Além de Mário, a trupe era formada por Oswald de Andrade e seu filho Nonê, Tarsila do Amaral, René Thiollier, Dona Olívia Guedes Penteado, conhecida como a Dama do Café, e seu genro Goffredo Teles.
Para a pesquisadora Aracy A. Amaral, a visita de Cendrars foi um alerta sobre o nosso país “como matéria-prima, poética, musical”.
“Sua vinda é um marco, no sentido em que dá início à redescoberta do Brasil pelos modernistas”, descreve a historiadora, em seu livro Blaise Cendrars no Brasil e os modernistas (editora 34).

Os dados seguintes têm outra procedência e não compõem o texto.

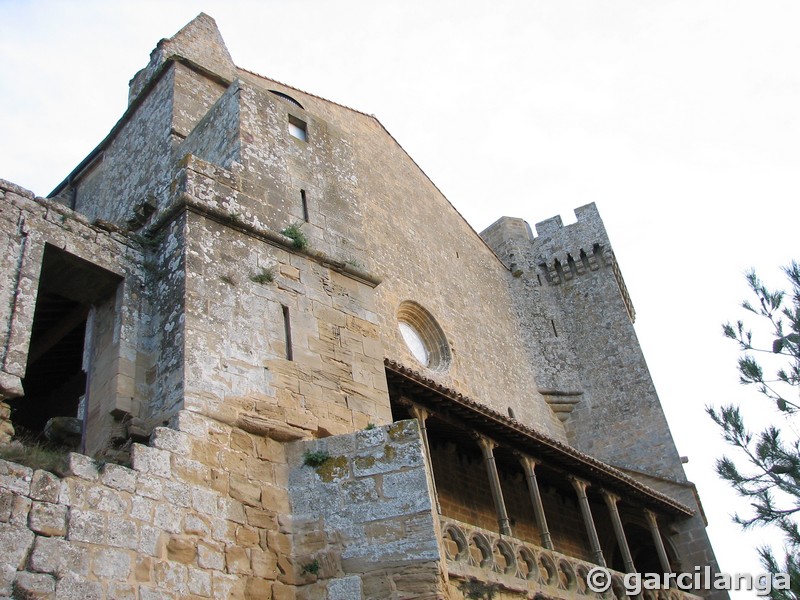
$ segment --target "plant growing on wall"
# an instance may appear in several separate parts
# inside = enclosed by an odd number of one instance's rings
[[[264,267],[258,273],[250,275],[250,281],[255,283],[265,284],[275,281],[275,267]]]
[[[305,250],[308,248],[308,238],[306,234],[300,231],[300,223],[292,223],[288,227],[281,229],[281,233],[294,242],[293,246],[298,250]]]

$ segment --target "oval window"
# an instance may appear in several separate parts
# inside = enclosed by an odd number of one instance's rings
[[[411,355],[422,366],[443,371],[450,365],[450,346],[444,331],[422,306],[403,302],[397,311],[397,326]]]

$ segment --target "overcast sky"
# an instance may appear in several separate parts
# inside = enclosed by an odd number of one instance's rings
[[[0,0],[0,177],[46,195],[200,11],[239,66],[375,114],[478,231],[596,202],[720,564],[761,570],[780,536],[730,524],[703,406],[772,418],[720,324],[800,258],[800,3]]]

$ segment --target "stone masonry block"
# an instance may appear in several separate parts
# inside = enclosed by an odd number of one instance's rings
[[[86,503],[89,508],[110,514],[125,515],[130,512],[130,501],[126,494],[102,486],[89,488]]]
[[[105,545],[108,541],[106,526],[103,513],[72,509],[67,537],[70,541]]]
[[[106,597],[114,598],[114,600],[137,600],[136,586],[112,581],[108,584],[108,595]]]
[[[189,567],[189,591],[197,596],[211,596],[211,574]]]
[[[352,576],[332,579],[328,582],[328,598],[329,600],[361,598],[361,578]]]
[[[423,464],[422,450],[417,444],[386,444],[367,454],[353,458],[353,474],[367,477]]]
[[[191,438],[188,434],[168,427],[156,427],[150,437],[150,444],[154,448],[180,456],[188,456],[192,448]]]
[[[175,600],[175,594],[170,591],[153,588],[148,585],[139,586],[140,600]]]
[[[139,545],[139,525],[127,517],[108,515],[108,545],[135,550]]]
[[[17,573],[14,597],[25,600],[52,600],[56,597],[56,579],[46,573]]]
[[[48,537],[67,534],[67,507],[49,502],[34,502],[29,515],[30,528]]]
[[[183,431],[200,439],[205,439],[208,435],[208,422],[205,417],[188,410],[182,410],[175,415],[171,424],[178,431]]]
[[[386,443],[386,431],[383,427],[364,429],[357,432],[355,438],[357,450],[372,448],[374,446],[382,446]]]
[[[136,491],[136,471],[107,463],[100,471],[100,481],[110,488],[133,493]]]
[[[96,581],[86,581],[68,573],[56,584],[56,600],[102,600],[103,587]]]
[[[3,563],[22,569],[25,558],[33,544],[33,532],[27,529],[18,529],[7,523],[0,523],[0,556]]]
[[[99,477],[97,463],[83,454],[70,452],[67,457],[67,468],[65,475],[74,475],[88,481],[95,481]]]
[[[147,556],[160,556],[161,530],[157,527],[142,525],[139,528],[139,547],[137,550]]]
[[[61,480],[58,477],[47,471],[34,471],[30,492],[32,500],[55,503],[60,492]]]
[[[11,520],[11,505],[14,503],[14,494],[8,490],[0,490],[0,523]]]
[[[225,554],[216,544],[200,542],[197,545],[197,564],[203,569],[221,571],[225,568]]]
[[[37,537],[29,564],[30,569],[37,573],[86,576],[89,573],[89,552],[61,538]]]
[[[14,501],[11,503],[11,519],[9,519],[9,523],[15,527],[27,527],[31,504],[33,502],[30,498],[14,496]]]
[[[169,457],[169,452],[165,450],[150,448],[141,444],[134,444],[131,452],[131,462],[134,470],[155,475],[156,477],[169,478],[172,476]]]
[[[17,570],[13,565],[0,564],[0,598],[11,596],[12,585],[16,576]]]
[[[160,527],[164,531],[170,533],[180,533],[181,522],[183,520],[183,512],[169,504],[159,504],[156,506],[155,517],[153,524]]]
[[[17,463],[0,460],[0,488],[23,494],[30,494],[33,469]]]
[[[92,557],[92,573],[101,579],[125,581],[131,573],[132,558],[129,552],[98,548]]]

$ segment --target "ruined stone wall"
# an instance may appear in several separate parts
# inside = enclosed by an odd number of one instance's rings
[[[135,107],[92,171],[77,182],[75,210],[90,221],[125,226],[144,202],[163,202],[170,181],[174,63]]]
[[[518,335],[510,273],[397,142],[372,117],[252,74],[240,77],[297,98],[306,115],[347,132],[358,204],[342,216],[355,221],[351,231],[360,225],[364,232],[364,255],[354,258],[383,279],[375,301],[386,356],[504,414],[510,407],[520,421],[564,440]],[[420,303],[444,330],[453,351],[446,371],[424,369],[408,351],[397,329],[405,300]]]
[[[236,178],[186,161],[185,402],[305,435],[391,422],[373,285],[229,207]],[[287,353],[287,319],[291,356]]]
[[[0,461],[0,597],[294,598],[283,445],[181,413],[133,467]]]
[[[538,223],[536,238],[503,220],[486,235],[506,253],[506,260],[516,253],[524,271],[512,285],[523,331],[534,354],[543,358],[537,361],[544,369],[540,381],[552,382],[557,390],[581,392],[571,397],[578,402],[566,417],[572,445],[626,469],[687,506],[699,506],[636,338],[633,306],[603,223],[593,204],[575,213],[578,220],[572,225],[562,225],[559,217]],[[548,336],[551,319],[554,329]],[[545,506],[548,519],[552,511]],[[595,515],[602,523],[602,505]],[[717,568],[699,510],[670,527],[676,532],[670,540],[684,568]],[[606,539],[613,537],[608,534]],[[610,542],[609,552],[614,547]]]
[[[531,247],[531,263],[569,315],[564,325],[586,392],[567,421],[570,440],[613,465],[685,481],[603,223],[594,205],[575,212],[574,225],[537,224]]]
[[[96,225],[57,202],[0,181],[0,246],[5,248],[0,269],[0,323],[3,324],[3,398],[23,395],[20,385],[28,363],[36,299],[41,285],[47,245],[87,261],[124,280],[106,303],[98,306],[98,323],[105,329],[100,356],[98,339],[90,372],[90,417],[98,432],[95,448],[108,439],[109,413],[137,415],[148,399],[144,372],[148,359],[143,345],[149,315],[140,305],[142,250],[127,236]],[[76,415],[65,415],[76,416]],[[101,439],[102,438],[102,439]],[[96,442],[96,443],[94,443]]]
[[[305,464],[309,453],[327,459]],[[297,442],[287,456],[295,563],[306,571],[298,598],[445,597],[416,421]]]
[[[183,405],[186,344],[186,228],[178,215],[145,240],[145,287],[141,296],[151,318],[139,362],[148,402],[138,412],[142,432],[164,424]]]

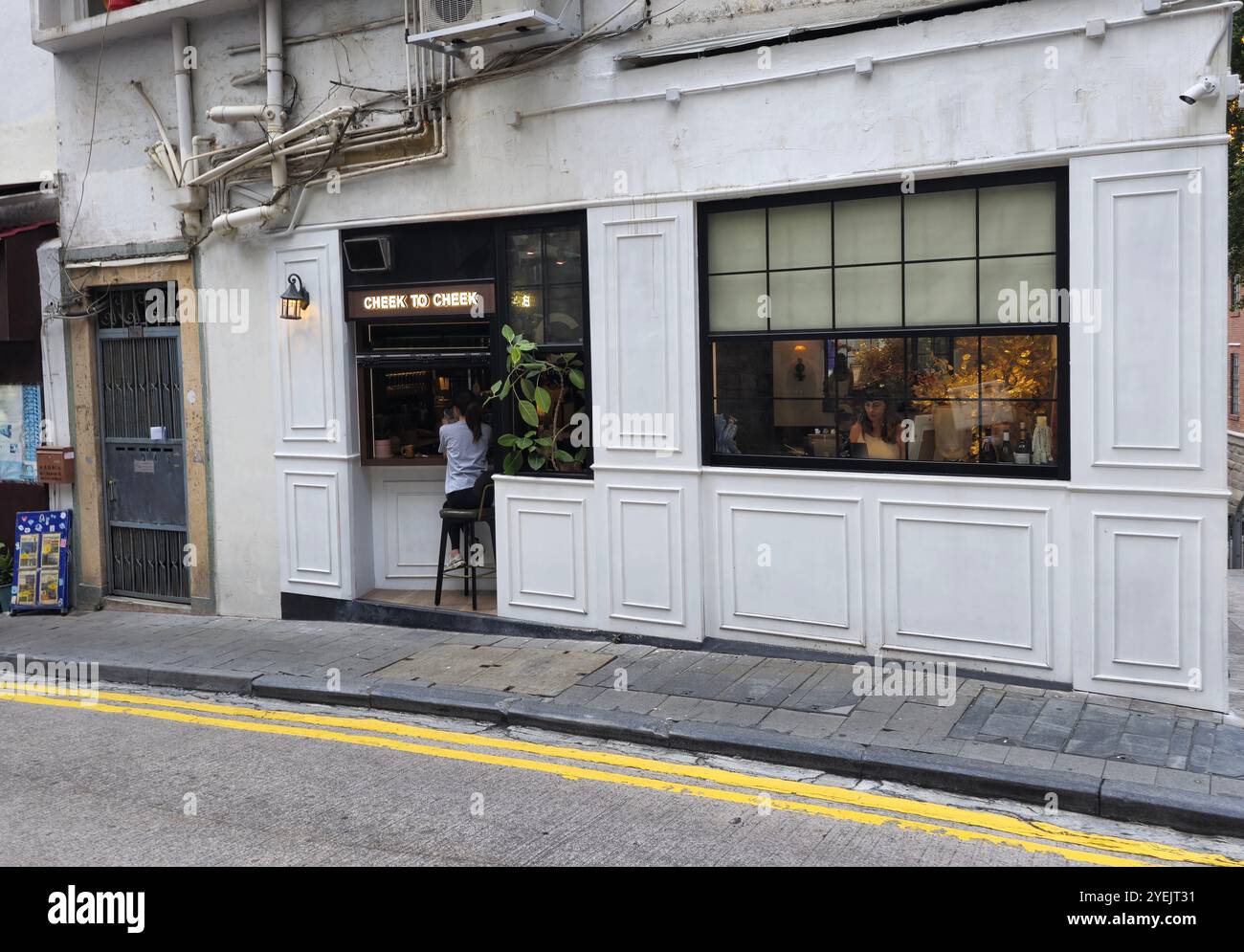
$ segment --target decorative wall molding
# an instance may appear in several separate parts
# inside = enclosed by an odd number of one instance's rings
[[[1197,516],[1092,513],[1092,672],[1187,691],[1207,678]]]
[[[1054,666],[1050,510],[878,500],[882,647]]]
[[[611,485],[610,617],[685,626],[683,492]]]
[[[330,287],[326,246],[299,248],[276,254],[274,280],[285,287],[297,274],[311,294],[311,306],[299,321],[277,321],[282,443],[337,443],[342,439],[338,376],[343,361],[337,347],[341,315]],[[280,291],[272,295],[275,301]]]
[[[860,499],[717,493],[720,628],[863,647]]]
[[[506,495],[508,605],[587,615],[587,504]]]
[[[341,587],[343,529],[336,473],[284,473],[286,581]]]

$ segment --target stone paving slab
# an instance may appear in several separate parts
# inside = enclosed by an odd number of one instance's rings
[[[418,689],[448,692],[448,708],[458,697],[454,691],[483,691],[480,709],[488,711],[503,704],[494,698],[522,704],[544,699],[550,711],[598,712],[601,724],[648,718],[644,723],[666,724],[671,732],[687,726],[688,738],[697,735],[693,726],[718,726],[773,737],[775,749],[805,742],[862,745],[865,752],[963,763],[968,774],[994,764],[1152,789],[1154,796],[1164,790],[1244,800],[1244,728],[1238,722],[1169,704],[978,678],[958,678],[953,698],[861,696],[851,665],[821,661],[600,640],[112,611],[0,617],[0,656],[17,653],[97,660],[114,666],[106,670],[118,679],[138,683],[148,683],[153,671],[163,672],[158,679],[164,682],[175,679],[177,671],[200,671],[204,677],[218,672],[221,684],[250,678],[256,684],[310,684],[336,668],[362,697],[368,684],[394,686],[384,688],[384,703],[392,704],[404,703],[402,684],[420,704],[427,701]],[[567,723],[572,719],[567,716]]]

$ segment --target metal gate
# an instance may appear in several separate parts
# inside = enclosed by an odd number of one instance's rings
[[[98,337],[108,589],[188,602],[175,285],[109,289]]]

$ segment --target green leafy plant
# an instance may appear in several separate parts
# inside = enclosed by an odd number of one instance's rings
[[[575,470],[587,459],[587,447],[573,453],[559,446],[567,432],[581,424],[577,414],[564,419],[567,397],[586,388],[583,361],[576,353],[555,353],[542,357],[535,353],[535,341],[529,341],[513,327],[501,327],[506,343],[506,373],[493,383],[484,404],[515,398],[519,417],[529,429],[522,433],[503,433],[498,443],[509,452],[501,468],[506,475],[522,469]]]

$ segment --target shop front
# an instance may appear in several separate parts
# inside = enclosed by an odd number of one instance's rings
[[[495,539],[483,521],[475,526],[479,596],[464,594],[464,570],[444,572],[444,591],[439,600],[435,595],[447,498],[440,428],[455,418],[455,403],[469,396],[483,409],[489,464],[504,467],[505,437],[519,418],[513,399],[498,398],[508,397],[499,383],[510,346],[501,329],[534,345],[531,360],[586,352],[583,243],[582,213],[341,233],[341,319],[330,332],[335,338],[340,334],[351,417],[337,434],[326,436],[357,439],[357,455],[351,453],[350,469],[341,475],[353,484],[360,503],[351,514],[362,530],[352,539],[356,558],[361,546],[371,551],[371,567],[363,570],[357,591],[376,606],[389,606],[387,615],[374,609],[384,617],[409,621],[399,609],[470,611],[473,604],[475,611],[496,614]],[[315,282],[317,269],[305,279],[291,266],[285,280],[294,275],[297,285]],[[318,302],[318,294],[309,297],[297,325],[290,322],[291,342],[335,304]],[[296,361],[299,352],[291,348],[287,358]],[[560,396],[564,409],[541,412],[541,431],[565,429],[571,409],[586,406],[587,387]],[[562,478],[590,478],[582,463],[559,462],[554,468]],[[322,485],[311,473],[302,479],[311,482],[299,485],[295,504],[315,498],[313,488]],[[484,510],[493,503],[491,490],[486,493],[479,499]],[[313,580],[312,566],[304,572]]]
[[[292,274],[310,292],[272,331],[282,614],[942,661],[1227,709],[1225,443],[1202,426],[1225,409],[1225,138],[1164,78],[1219,27],[1112,26],[1136,62],[1166,31],[1136,101],[1046,2],[791,44],[759,82],[749,50],[626,73],[680,97],[611,102],[586,71],[532,93],[556,114],[470,100],[480,139],[420,173],[443,188],[413,210],[377,189],[348,226],[272,244],[272,296]],[[848,68],[870,44],[893,57],[875,77]],[[954,85],[969,66],[1015,95]],[[773,96],[796,83],[871,118]],[[1035,118],[990,105],[1034,90]],[[653,123],[651,154],[622,112]],[[511,154],[542,158],[491,158]],[[581,355],[590,453],[498,473],[495,602],[445,620],[435,434],[455,391],[506,376],[505,329]],[[488,413],[498,437],[544,426],[513,398]]]

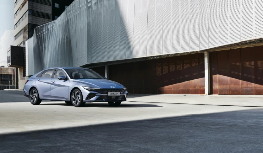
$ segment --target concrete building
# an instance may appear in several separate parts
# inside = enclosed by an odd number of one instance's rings
[[[52,13],[54,16],[61,14],[61,10],[63,10],[63,8],[55,8],[55,3],[62,7],[65,4],[69,5],[73,1],[63,1],[61,4],[59,3],[61,2],[58,0],[15,0],[14,45],[24,47],[24,64],[21,66],[15,66],[18,67],[19,70],[19,88],[23,88],[28,77],[25,75],[25,41],[33,36],[35,28],[51,21]],[[65,10],[65,6],[63,6],[64,8],[63,10]]]
[[[27,75],[92,69],[130,93],[263,94],[260,0],[75,0],[26,43]]]
[[[14,70],[13,68],[0,66],[0,90],[5,89],[14,89]]]

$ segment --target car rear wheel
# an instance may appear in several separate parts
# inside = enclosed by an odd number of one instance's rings
[[[118,106],[121,104],[121,102],[108,102],[108,103],[111,106]]]
[[[75,107],[81,107],[85,104],[83,101],[82,94],[79,89],[76,89],[73,90],[71,93],[71,101],[73,106]]]
[[[68,105],[72,105],[72,103],[70,101],[65,101],[65,102],[66,103],[68,104]]]
[[[39,105],[42,100],[39,99],[38,92],[36,89],[33,89],[30,91],[29,94],[29,100],[33,105]]]

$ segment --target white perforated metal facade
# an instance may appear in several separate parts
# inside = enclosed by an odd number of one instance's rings
[[[261,0],[75,0],[35,29],[34,52],[45,68],[206,50],[263,37],[262,8]]]

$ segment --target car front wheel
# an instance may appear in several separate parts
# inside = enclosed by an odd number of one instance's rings
[[[42,100],[39,99],[38,92],[36,89],[33,89],[30,91],[29,94],[29,100],[33,105],[39,105]]]
[[[76,89],[73,90],[71,94],[71,101],[73,106],[75,107],[81,107],[85,103],[83,101],[82,95],[79,89]]]
[[[121,104],[121,102],[108,102],[108,103],[111,106],[118,106]]]

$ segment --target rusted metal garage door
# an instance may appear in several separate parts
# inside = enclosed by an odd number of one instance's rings
[[[211,94],[263,95],[263,47],[210,53]]]
[[[109,78],[130,93],[204,94],[203,53],[109,66]]]

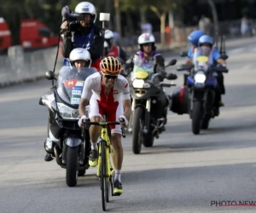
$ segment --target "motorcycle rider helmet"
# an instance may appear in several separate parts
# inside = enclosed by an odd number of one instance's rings
[[[108,54],[108,42],[104,42],[104,55],[107,56],[107,55]]]
[[[78,14],[90,14],[91,15],[90,25],[92,25],[93,23],[96,22],[97,14],[95,6],[91,3],[89,2],[79,3],[76,6],[74,12]]]
[[[108,56],[102,60],[100,69],[103,75],[118,76],[121,72],[122,64],[118,59]]]
[[[204,36],[201,37],[198,41],[198,46],[201,46],[201,44],[203,44],[203,43],[208,43],[208,44],[210,44],[211,47],[212,47],[212,45],[213,45],[212,37],[211,37],[207,35],[204,35]]]
[[[113,33],[112,31],[106,30],[105,31],[105,41],[108,43],[109,49],[112,47],[113,38]]]
[[[143,51],[144,43],[152,43],[152,50],[155,50],[156,47],[154,46],[155,39],[154,37],[150,33],[143,33],[139,36],[137,39],[138,48],[141,51]]]
[[[188,36],[188,42],[197,46],[199,38],[203,35],[205,35],[205,33],[201,30],[194,31]]]
[[[76,48],[69,55],[70,64],[74,66],[76,60],[85,60],[85,67],[90,67],[91,59],[89,51],[84,48]]]

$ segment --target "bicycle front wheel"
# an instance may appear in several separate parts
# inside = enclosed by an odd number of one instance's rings
[[[108,199],[108,174],[107,174],[107,162],[106,162],[106,141],[101,141],[102,149],[102,163],[101,163],[101,188],[102,188],[102,210],[105,211],[107,209],[107,199]]]

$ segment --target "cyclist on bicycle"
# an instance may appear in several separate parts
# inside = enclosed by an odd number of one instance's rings
[[[112,56],[104,58],[100,63],[100,72],[88,77],[84,82],[79,104],[80,120],[86,121],[85,106],[90,101],[90,110],[89,118],[91,122],[101,122],[102,117],[107,112],[108,121],[123,118],[123,126],[128,126],[128,118],[131,113],[129,83],[126,78],[119,75],[122,69],[120,61]],[[113,165],[115,176],[113,193],[122,193],[121,167],[123,163],[123,147],[121,143],[121,126],[110,125],[111,141],[113,148]],[[91,151],[89,164],[96,167],[98,164],[97,140],[100,136],[101,127],[91,125],[90,137]]]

Naquele fim de Belle Époque que fervia em São Paulo, os modernistas deixavam o confinamento das tertúlias e dos salões privados para descobrirem não só Minas Gerais, mas esse país desconhecedor da própria arte.
A viagem de redescoberta do Brasil
De costas para si, o país sabia mais sobre Napoleão do que sobre Lampião (muito menos sobre Aleijadinho). Parecia “turismo literário”, mas eram os modernistas na Viagem de Descoberta do Brasil, nas palavras do escritor Oswald de Andrade.
O roteiro começou em São João del Rei e seguiu para outras mineirices, como São José d’El Rei (mudado, depois, para um “odontológico Tiradentes”, como ironizou Mário sobre a mudança de nome da cidade), Ouro Preto, Mariana e Congonhas do Campo.
Congonhas foi o encontro com Aleijadinho, um dos maiores artistas do período colonial brasileiro. Já Ouro Preto, a exaltação máxima de toda a excursão, foi a cidade onde o grupo visitou diversos monumentos históricos.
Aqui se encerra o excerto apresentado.